Naga, obediente, llevó a Toranaga un paquete envuelto en un paño de seda. Toranaga lo descubrió. Había dos sables haciendo juego, uno, corto, y el otro, largo.
—Al advertir que la tierra se había tragado mis sables y que yo estaba desarmado, Anjín-san bajó de nuevo a la hendidura a buscar el suyo, y me lo dio. Anjín-san, te entrego éstos a cambio. Son obra del maestro artesano Yori-ya. Recuerda esto: el sable es el alma del samurai. Si lo olvida, o lo pierde, nunca será perdonado.

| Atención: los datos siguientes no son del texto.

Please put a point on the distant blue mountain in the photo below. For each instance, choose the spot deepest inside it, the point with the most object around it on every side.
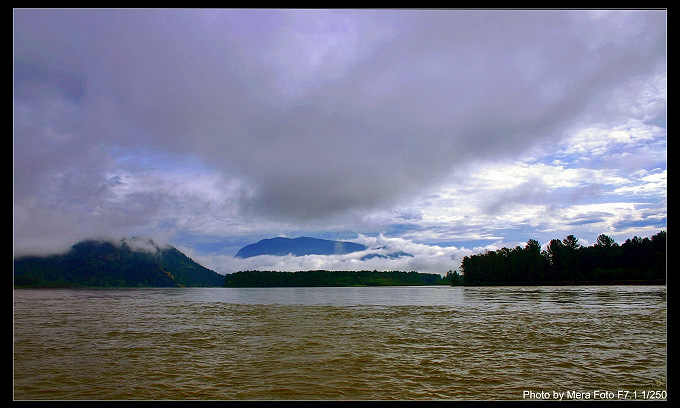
(393, 255)
(298, 247)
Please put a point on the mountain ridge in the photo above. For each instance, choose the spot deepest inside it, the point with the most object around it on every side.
(301, 246)
(125, 263)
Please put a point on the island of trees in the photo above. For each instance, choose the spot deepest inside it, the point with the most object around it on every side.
(637, 260)
(330, 278)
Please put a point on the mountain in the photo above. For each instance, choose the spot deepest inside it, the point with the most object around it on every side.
(126, 263)
(391, 255)
(298, 247)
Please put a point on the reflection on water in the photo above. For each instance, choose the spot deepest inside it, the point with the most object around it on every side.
(338, 343)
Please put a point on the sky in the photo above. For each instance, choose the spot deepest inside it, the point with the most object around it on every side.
(441, 133)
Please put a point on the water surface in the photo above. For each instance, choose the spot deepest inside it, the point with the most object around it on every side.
(490, 343)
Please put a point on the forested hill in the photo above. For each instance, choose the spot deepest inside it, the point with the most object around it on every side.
(128, 263)
(637, 260)
(330, 278)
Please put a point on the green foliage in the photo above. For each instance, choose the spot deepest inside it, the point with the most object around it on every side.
(105, 264)
(330, 278)
(566, 261)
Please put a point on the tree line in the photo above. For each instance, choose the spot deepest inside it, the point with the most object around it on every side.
(566, 261)
(318, 278)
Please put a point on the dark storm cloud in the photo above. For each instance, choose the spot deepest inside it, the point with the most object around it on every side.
(320, 112)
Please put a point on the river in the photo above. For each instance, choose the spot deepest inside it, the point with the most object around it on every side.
(358, 343)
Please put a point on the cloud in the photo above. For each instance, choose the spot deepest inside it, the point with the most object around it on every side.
(235, 122)
(426, 258)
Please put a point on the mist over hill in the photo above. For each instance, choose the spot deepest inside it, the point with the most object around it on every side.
(125, 263)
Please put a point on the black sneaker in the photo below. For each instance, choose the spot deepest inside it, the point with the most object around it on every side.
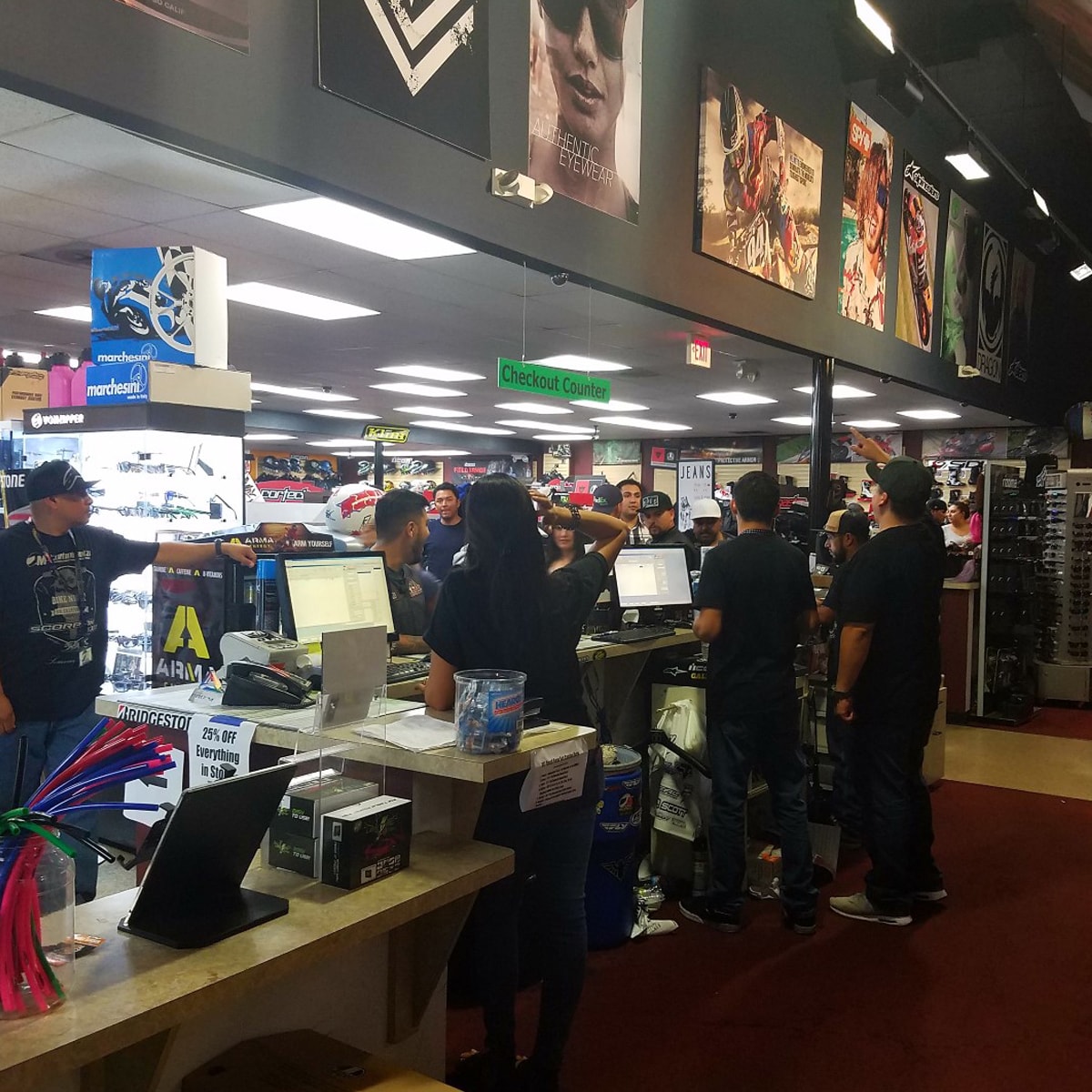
(700, 910)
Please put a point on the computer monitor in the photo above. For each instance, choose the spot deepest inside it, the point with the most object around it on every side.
(334, 591)
(653, 577)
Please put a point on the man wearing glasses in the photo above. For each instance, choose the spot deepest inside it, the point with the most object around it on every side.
(55, 583)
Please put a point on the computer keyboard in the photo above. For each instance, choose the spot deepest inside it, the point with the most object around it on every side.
(636, 634)
(407, 671)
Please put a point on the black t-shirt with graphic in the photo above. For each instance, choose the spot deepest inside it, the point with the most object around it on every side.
(53, 607)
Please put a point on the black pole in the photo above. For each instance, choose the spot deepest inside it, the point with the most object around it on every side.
(823, 410)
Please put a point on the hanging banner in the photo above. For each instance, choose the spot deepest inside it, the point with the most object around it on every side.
(995, 277)
(917, 240)
(227, 22)
(421, 63)
(585, 119)
(1021, 296)
(759, 189)
(694, 481)
(962, 273)
(866, 192)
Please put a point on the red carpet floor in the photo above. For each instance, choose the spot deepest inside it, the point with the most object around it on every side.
(991, 992)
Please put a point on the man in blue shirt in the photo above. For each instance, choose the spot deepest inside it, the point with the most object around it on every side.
(446, 534)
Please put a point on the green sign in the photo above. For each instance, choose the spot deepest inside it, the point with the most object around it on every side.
(387, 434)
(551, 382)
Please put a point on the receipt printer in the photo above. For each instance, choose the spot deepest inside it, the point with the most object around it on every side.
(262, 647)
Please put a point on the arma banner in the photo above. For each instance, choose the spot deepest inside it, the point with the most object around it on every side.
(866, 201)
(918, 217)
(421, 63)
(759, 189)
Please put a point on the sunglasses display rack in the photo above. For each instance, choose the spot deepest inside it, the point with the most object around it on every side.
(1010, 550)
(1065, 572)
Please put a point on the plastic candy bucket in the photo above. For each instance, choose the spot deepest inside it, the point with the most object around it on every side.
(612, 871)
(489, 711)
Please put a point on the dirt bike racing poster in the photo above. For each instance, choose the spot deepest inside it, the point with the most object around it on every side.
(918, 219)
(866, 194)
(759, 189)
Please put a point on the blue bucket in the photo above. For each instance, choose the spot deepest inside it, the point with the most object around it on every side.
(612, 871)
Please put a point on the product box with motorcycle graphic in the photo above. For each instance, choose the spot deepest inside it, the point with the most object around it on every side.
(167, 304)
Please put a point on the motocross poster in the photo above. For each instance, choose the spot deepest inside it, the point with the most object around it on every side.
(959, 338)
(1021, 295)
(992, 306)
(227, 22)
(866, 199)
(759, 189)
(424, 64)
(584, 119)
(918, 219)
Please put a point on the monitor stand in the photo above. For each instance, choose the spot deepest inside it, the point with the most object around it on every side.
(205, 918)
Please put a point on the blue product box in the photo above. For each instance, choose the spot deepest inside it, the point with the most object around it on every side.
(167, 304)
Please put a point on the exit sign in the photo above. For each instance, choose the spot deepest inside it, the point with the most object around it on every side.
(699, 353)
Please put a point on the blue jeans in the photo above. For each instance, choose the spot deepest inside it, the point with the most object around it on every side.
(887, 754)
(552, 844)
(49, 743)
(771, 742)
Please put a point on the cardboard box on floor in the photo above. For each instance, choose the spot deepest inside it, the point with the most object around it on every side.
(304, 1062)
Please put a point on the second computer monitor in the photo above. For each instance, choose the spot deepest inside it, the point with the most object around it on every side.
(652, 577)
(339, 591)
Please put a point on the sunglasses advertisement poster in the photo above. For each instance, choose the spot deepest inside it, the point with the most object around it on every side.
(920, 218)
(992, 306)
(424, 64)
(1021, 298)
(584, 108)
(227, 22)
(959, 336)
(759, 189)
(866, 189)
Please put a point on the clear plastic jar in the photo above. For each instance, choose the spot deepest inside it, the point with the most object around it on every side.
(44, 877)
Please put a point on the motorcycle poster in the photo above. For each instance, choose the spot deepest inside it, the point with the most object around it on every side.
(918, 221)
(759, 189)
(866, 199)
(959, 337)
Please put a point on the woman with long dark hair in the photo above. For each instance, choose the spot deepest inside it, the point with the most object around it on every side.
(502, 610)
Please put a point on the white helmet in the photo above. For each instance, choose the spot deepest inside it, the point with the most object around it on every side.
(352, 508)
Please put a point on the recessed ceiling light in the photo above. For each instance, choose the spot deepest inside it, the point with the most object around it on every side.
(366, 230)
(303, 392)
(737, 399)
(425, 371)
(289, 301)
(420, 390)
(79, 312)
(416, 410)
(343, 414)
(533, 408)
(568, 361)
(453, 426)
(655, 426)
(546, 426)
(928, 414)
(612, 407)
(841, 391)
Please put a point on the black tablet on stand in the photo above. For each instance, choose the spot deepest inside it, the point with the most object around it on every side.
(191, 895)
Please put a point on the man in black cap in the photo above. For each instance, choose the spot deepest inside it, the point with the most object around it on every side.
(888, 678)
(55, 583)
(659, 512)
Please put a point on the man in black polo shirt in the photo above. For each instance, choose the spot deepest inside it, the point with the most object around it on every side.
(888, 678)
(756, 603)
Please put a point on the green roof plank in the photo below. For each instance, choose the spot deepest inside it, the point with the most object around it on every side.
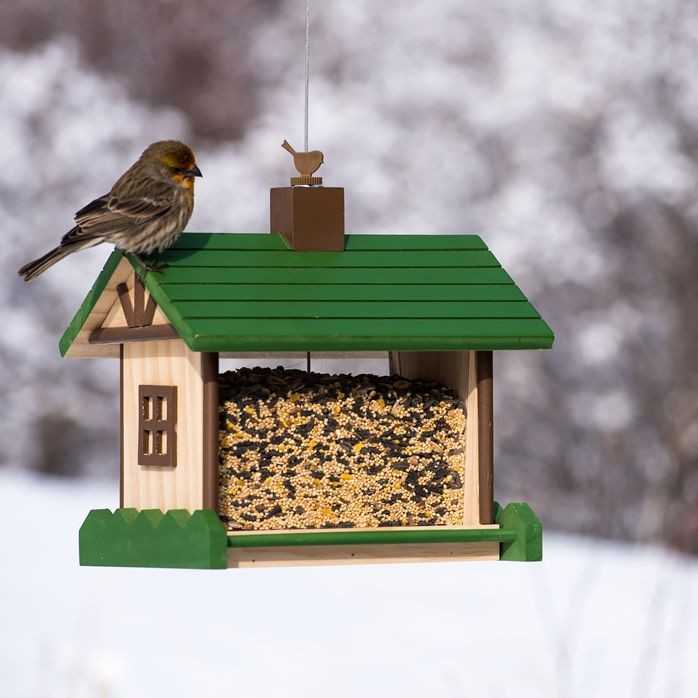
(249, 292)
(364, 259)
(326, 292)
(322, 309)
(180, 273)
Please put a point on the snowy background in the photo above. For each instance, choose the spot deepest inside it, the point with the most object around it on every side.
(567, 137)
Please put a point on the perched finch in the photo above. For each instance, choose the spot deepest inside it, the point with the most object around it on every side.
(146, 210)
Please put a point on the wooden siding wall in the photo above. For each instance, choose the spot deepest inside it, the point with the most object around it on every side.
(167, 362)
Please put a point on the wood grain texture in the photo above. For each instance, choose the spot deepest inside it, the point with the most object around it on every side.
(121, 426)
(472, 435)
(360, 554)
(119, 335)
(94, 310)
(154, 487)
(485, 404)
(209, 364)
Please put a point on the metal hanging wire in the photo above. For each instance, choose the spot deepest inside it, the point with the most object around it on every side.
(307, 68)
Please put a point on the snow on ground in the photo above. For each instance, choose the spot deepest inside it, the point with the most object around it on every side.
(593, 619)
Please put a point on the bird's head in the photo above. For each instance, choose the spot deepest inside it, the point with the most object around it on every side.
(175, 159)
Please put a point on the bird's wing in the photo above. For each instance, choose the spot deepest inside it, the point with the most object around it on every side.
(116, 213)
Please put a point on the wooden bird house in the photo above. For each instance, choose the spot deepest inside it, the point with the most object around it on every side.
(435, 306)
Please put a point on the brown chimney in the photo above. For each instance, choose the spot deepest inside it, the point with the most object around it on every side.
(309, 216)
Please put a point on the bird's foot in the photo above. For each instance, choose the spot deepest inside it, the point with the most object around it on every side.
(154, 265)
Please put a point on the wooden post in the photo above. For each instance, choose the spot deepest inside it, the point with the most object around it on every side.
(209, 373)
(485, 405)
(121, 426)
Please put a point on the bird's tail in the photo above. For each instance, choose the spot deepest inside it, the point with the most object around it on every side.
(39, 266)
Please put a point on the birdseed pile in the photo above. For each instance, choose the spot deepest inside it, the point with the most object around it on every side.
(313, 450)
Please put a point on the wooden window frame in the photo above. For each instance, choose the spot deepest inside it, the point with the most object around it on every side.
(155, 426)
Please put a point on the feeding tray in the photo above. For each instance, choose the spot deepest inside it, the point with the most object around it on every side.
(434, 306)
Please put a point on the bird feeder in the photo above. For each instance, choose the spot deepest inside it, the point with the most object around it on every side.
(435, 307)
(254, 468)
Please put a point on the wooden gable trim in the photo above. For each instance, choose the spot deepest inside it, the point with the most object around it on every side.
(118, 335)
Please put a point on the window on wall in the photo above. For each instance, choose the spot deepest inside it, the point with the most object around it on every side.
(157, 425)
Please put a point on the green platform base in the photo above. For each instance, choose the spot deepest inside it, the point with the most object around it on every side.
(128, 538)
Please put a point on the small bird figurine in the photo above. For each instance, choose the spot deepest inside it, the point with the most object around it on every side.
(147, 208)
(305, 163)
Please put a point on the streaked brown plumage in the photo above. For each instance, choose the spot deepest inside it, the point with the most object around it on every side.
(146, 210)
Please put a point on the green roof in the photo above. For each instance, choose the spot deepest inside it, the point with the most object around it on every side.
(250, 292)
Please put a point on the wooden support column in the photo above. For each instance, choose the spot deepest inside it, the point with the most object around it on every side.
(485, 405)
(209, 372)
(121, 427)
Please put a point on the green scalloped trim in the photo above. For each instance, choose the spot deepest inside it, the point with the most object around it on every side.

—Gracias, Toranaga-sama. Me haces un gran honor. Gracias.
Blackthorne iba a alejarse, pero Toranaga le ordenó que se quedase.
—No, siéntate aquí, a mi lado, Anjín-san —dijo, contemplando los agresivos y fanáticos rostros de sus oficiales.
«¡Estúpidos! —habría querido gritarles—. ¿No comprendéis que la guerra, ahora o después de las lluvias, sería desastrosa? ¿No comprendéis que lo único que puedo hacer es esperar y confiar en que Ishido se ahorque por sí mismo?»
Pero, en vez de esto, los arengó aún más, pues lo esencial era desconcertar al enemigo.
—¡Destruiré a Ishido y a todos sus traidores, empezando por Ikawa Jikkyu! Desde ahora concedo todas sus tierras, las provincias de Suruga y Totomi, que valen trescientos mil kokús, a mi fiel vasallo señor Kasigi Yabú, y confirmo a éste y a sus descendientes como señores de Izú.
Sonó una estruendosa aclamación. Yabú estaba entusiasmado.
Omi pateaba y gritaba con ardor. Por costumbre, el sucesor de Yabú heredaría todas sus tierras.
¿Cómo matar a Yabú, sin esperar la guerra?
Se fijó en Anjín-san. «¿Por qué no dejas que Anjín-san lo haga por ti?», se preguntó, pero en seguida se rió de su estúpida idea.
—Pronto tendrás el feudo que mereces —le gritó Buntaro, dándole una palmada en el hombro—. También tú mereces recompensa. Tus ideas y tus consejos son muy valiosos.
—Gracias, Buntaro-san.
—No te preocupes, podemos cruzar cualquier montaña.
—Sí.
Buntaro era un aguerrido general, y Omi sabía que los dos se complementaban: Omi, el audaz estratega, Buntaro, el intrépido caudillo para el ataque.
Omi observó a Blackthorne. «Has cambiado mucho, Anjín-san, desde que llegaste —pensó, satisfecho—. Todavía conservas muchas de tus extrañas ideas, pero te estás civilizando…»
—¿Qué te pasa, Omi-san?
—Nada… Nada, Buntaro-san.
—Parecía como si un eta te hubiese mostrado el trasero.
—No, nada de eso. ¡Todo lo contrario! Se me acaba de ocurrir una idea. ¡Bebamos! ¡Eh, Flor de Melocotonero, trae saké! ¡La taza de mi señor Buntaro está vacía!